Guest Blogger

What is going on with work at the moment?

We can work wherever we want and yet commute times are going up year on year as we play sardines on trains and sit in jams on motorways.  We often spend longer and longer working (because we can) but get less done in the process. We used to have more cutting edge tech at work and now we have better stuff in our lounge, so we want to use it. We rush into the office only send emails to the person sitting opposite us rather than talk to them!

One thing is for sure – work is undergoing a seismic revolution driven by 6 ‘D’s. Some of these are on the rise. But some are gradually dying:

  • The rise of Diversity – with 5 generations in the workforce already, one-size rarely fits all. Add in different cultures, personality types and life stages and flexibility and choice becomes essential to making work work for everyone.
  • The rise of the Droid – as Artificial Intelligence starts to ‘hollow out’ many white collar jobs, traits that make us uniquely human (empathy, care, creativity, leadership, negotiation) become increasingly valuable skills for the future workforce.
  • The death of Dolly (Parton) – actually Dolly’s not dead (at the time of writing anyway) but the ‘9 to 5’ might well be. Technology allows us to work anytime, anyplace and anywhere – but should we?
  • The death of Dilbert – he’s not dead either but his cubicle is undergoing a revolution as office spaces start to be less about “bums on seats” and more about functionality and flexibility.
  • The death of Distance – well, erm, that’s not dead either but global and distributed team working means that seeing the people we work with is now often a luxury and we need to engineer other ways of connecting with each other.
  • The death of Dr No – this is all about the things that we bring with us from the consumer world. It starts with Bring Your Own Device (BYOD) but extends to attitudes towards internal service providers, BYOO (Bring Your Own Office) and Wear Your Own Device (WYOD). Saying “no” is rarely an option – because we’ll do it anyway. So a bounded, safety conscious “yes” is far better. Soberingly for Dr No, although BYOD is widely practised within organisations, less than 50% have an official policy (according to 2014 BT research).
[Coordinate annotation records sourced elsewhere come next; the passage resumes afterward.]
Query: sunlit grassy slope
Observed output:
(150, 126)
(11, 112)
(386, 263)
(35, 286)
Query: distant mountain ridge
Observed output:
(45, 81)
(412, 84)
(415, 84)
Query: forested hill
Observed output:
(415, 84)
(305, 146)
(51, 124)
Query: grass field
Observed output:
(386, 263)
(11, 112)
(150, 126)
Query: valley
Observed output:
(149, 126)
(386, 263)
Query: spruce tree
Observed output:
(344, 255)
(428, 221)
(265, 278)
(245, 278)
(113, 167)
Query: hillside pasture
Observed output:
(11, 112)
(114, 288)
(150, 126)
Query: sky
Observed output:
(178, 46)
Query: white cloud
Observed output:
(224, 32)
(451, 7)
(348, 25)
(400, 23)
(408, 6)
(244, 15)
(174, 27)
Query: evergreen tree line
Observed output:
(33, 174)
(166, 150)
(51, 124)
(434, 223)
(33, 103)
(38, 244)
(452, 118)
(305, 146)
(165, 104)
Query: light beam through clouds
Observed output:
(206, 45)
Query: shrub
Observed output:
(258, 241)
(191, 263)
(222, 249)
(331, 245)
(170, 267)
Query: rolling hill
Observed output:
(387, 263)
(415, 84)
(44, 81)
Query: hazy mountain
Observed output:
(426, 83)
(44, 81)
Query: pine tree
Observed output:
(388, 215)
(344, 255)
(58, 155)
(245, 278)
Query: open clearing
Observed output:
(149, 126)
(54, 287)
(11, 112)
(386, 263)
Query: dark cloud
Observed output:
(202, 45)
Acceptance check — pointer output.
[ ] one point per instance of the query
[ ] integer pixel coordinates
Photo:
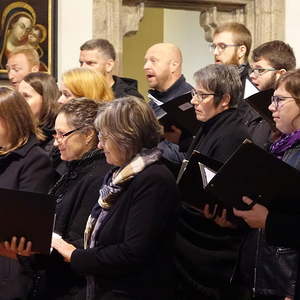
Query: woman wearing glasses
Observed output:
(76, 192)
(206, 253)
(130, 233)
(277, 266)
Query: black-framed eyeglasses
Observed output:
(277, 99)
(102, 137)
(201, 96)
(60, 136)
(260, 71)
(221, 46)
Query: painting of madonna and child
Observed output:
(28, 24)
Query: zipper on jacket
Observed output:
(256, 259)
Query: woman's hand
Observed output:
(219, 220)
(256, 216)
(61, 246)
(174, 135)
(11, 249)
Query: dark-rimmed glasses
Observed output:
(221, 46)
(201, 96)
(260, 71)
(277, 99)
(60, 136)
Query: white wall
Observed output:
(74, 28)
(182, 28)
(292, 21)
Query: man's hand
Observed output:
(174, 135)
(64, 248)
(256, 216)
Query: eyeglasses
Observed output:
(260, 71)
(102, 137)
(221, 46)
(277, 99)
(201, 96)
(60, 136)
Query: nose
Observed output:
(55, 143)
(10, 74)
(100, 145)
(146, 65)
(272, 107)
(62, 99)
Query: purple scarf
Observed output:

All of these ‘D’s are forcing organisations to rethink the ways that work works. Technology may untether us but we are still often anchored to the spot by our cultures, our habits and, critically, the ways in which we our leaders lead.

If we believe that we won’t get promoted or get a good bonus if we aren’t seen to be in the office or, if we don’t teach leaders to be comfortable with leading people that they never meet, we’ll spend longer and longer on planes, trains and automobiles.

Leaders need to become more social in their approach. I don’t mean that they should be active on social media (although that certainly is part of it). I mean that they need to be able to create connections.

In some senses, they need to be the perfect party hosts – understanding who is at the party, what they bring to it and networking interesting people together.

They need to be architects – creating spaces where their people will be productive and providing employees with choice because one-size-doesn’t-fit-all.

They need to engineer technological ‘common ground’ where people can come together regardless of where they happen to be – rather than allow them to fragment across technologies and continents (even floors, as separating people by one floor can have the same effect as them being in another country).

They need to be empathetic to people’s needs and encourage them to have some semblance of work-life balance (by having it themselves).

Above all they need to be revolutionaries – leading by another critical ‘D’ for digital leadership, Doing.